Ve bu tehditlerin odağındaki ülke Türkiye…

-Türkiye, bu tehditleri göz ardı ederek, dünyanın en zengin ülkelerinden ABD ve Almanya’nın bile üstesinden gelemeyeceği, dünyanın en fazla göçmenine ev sahipliği yapmaya devam ediyor. Göçmenlerin ülkelerine geri gönderilmesini gündeme bile getirmiyor. Göçmenlerin Avrupa’ya gidişlerini engelleyen ve bu suretle AB’nin güvenliğine katkı sunan, AB ile imzalanan “Geri Kabul Anlaşması”nı iptal etmiyor.

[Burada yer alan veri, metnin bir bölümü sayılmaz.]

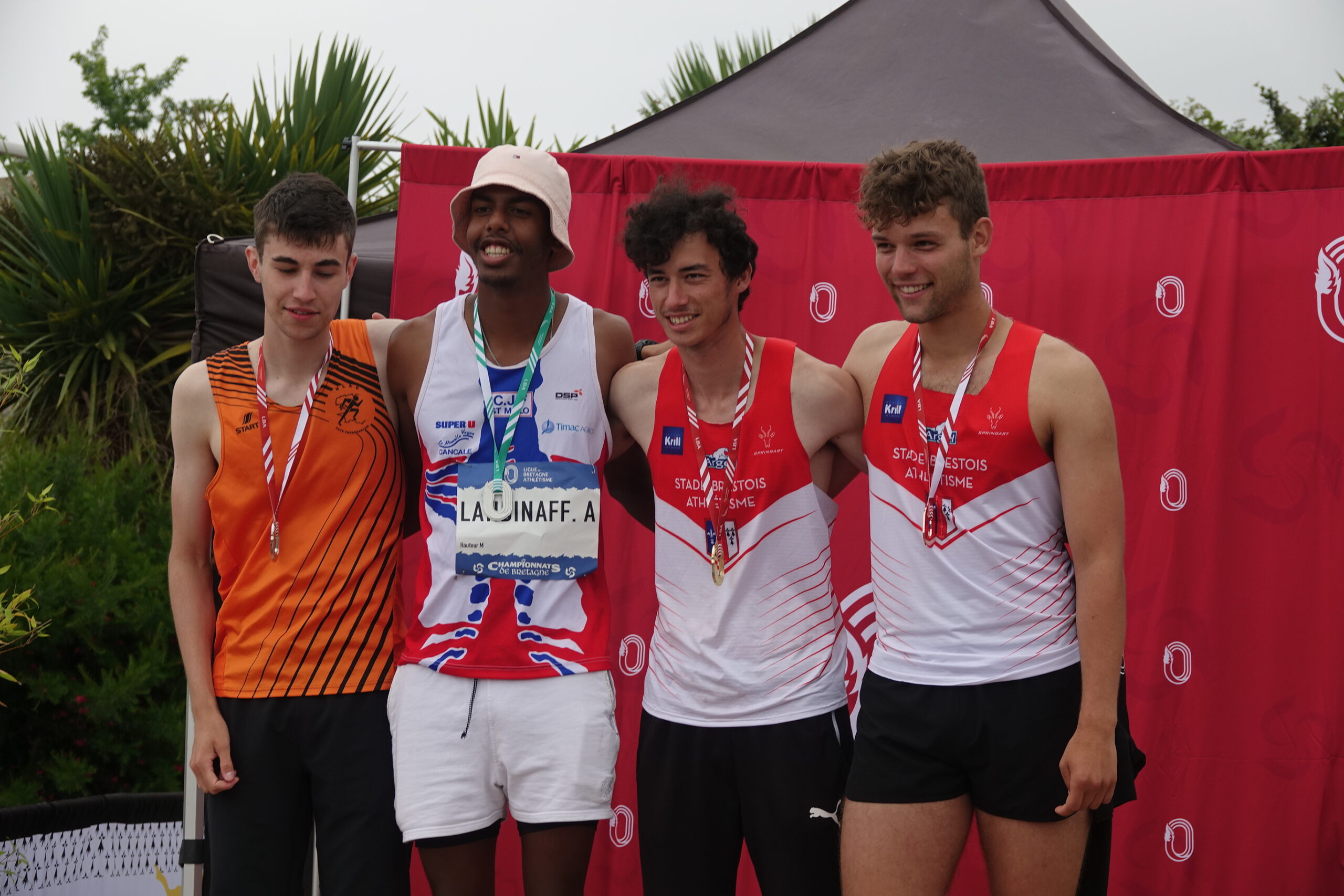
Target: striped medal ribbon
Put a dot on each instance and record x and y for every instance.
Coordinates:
(268, 455)
(499, 499)
(939, 464)
(718, 508)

-Suriye'deki PKK/PYD terör devletçiğini etkisiz kılmak için Suriye’yle üst düzeyde iş birliği adımları atmıyor. Suriye’deki terör örgütüne düzenlenmesi gereken geniş kapsamlı operasyonu, Ekim 2019’dan beri bekletiyor.

-Cumhuriyet tarihinde en şiddetli ekonomik sorunla karşı karşıya…

-Hukukun işleyişinde ortaya çıkan önemli aksaklıklar, yabancı yatırımı bile etkileyecek noktada…

-Bu tabloda, ülkesinde hayal kuramayan gençler ve eğitimli kesim yabancı ülkelere gitmek için sırada bekliyorlar. Beyin göçü artık önemli bir sorun oldu.

-Kurumlarda yok olan liyakat sistemi, devlet çarkının düzenli, verimli ve etkili işleyişini olumsuz etkiliyor.

Ve Türkiye BEKA düzeyindeki bu stratejik sorunlara odaklanacağına, enerjisini “Yeni Anayasa” çalışmasına yönlendiriyor.

Jeopolitik, ülke coğrafyasını dünya politikasında kullanma sanatıdır. Coğrafi konumu yönünden dev bir ülkedir Türkiye. Ancak ortaya çıkan tabloda, Türkiye’nin jeopolitik açıdan ağırlığı coğrafi konumunun çok gerisinde…

Stratejide yapılan hata günlük önlemlerle düzeltilemez… Sürekli yapılan stratejik hataların sonucunda oluşan bu stratejik sorunlar yumağı, “Yeni Anayasa” çalışmasıyla çözülemez… Türkiye’nin “Ağırlık Merkezi” bu sorunlar olmalıdır… Enerjisini, “Yeni Anayasa” gibi sorunları artıracak çalışmaya harcamak, stratejiyle ve siyasetin gerçek amacı ile bağdaşmaz…

Hamurda maya ne ise stratejide lider odur. Beş bin yıllık yazılı tarihin hükmüdür bu…

---------------

KAYNAKÇA:

(1) 4 Mayıs 2018, https://readersupportednews.org/opinion2/277-75/49897-rsn-the-coming-us-war-against-iran)

(2) 21 Mayıs 2018, https://tr.sputniknews.com/abd/201805211033531869-pompeo-anlasmadan-cekilme-sonrasi-iran-stretejisi-aciklamasi/

(3) https://x.com/NaimBaburoglu/status/1784658837447782850

(4) Naim Babüroğlu, Bir Devletin Çöküşü, Asi Kitap, İstanbul, 2016.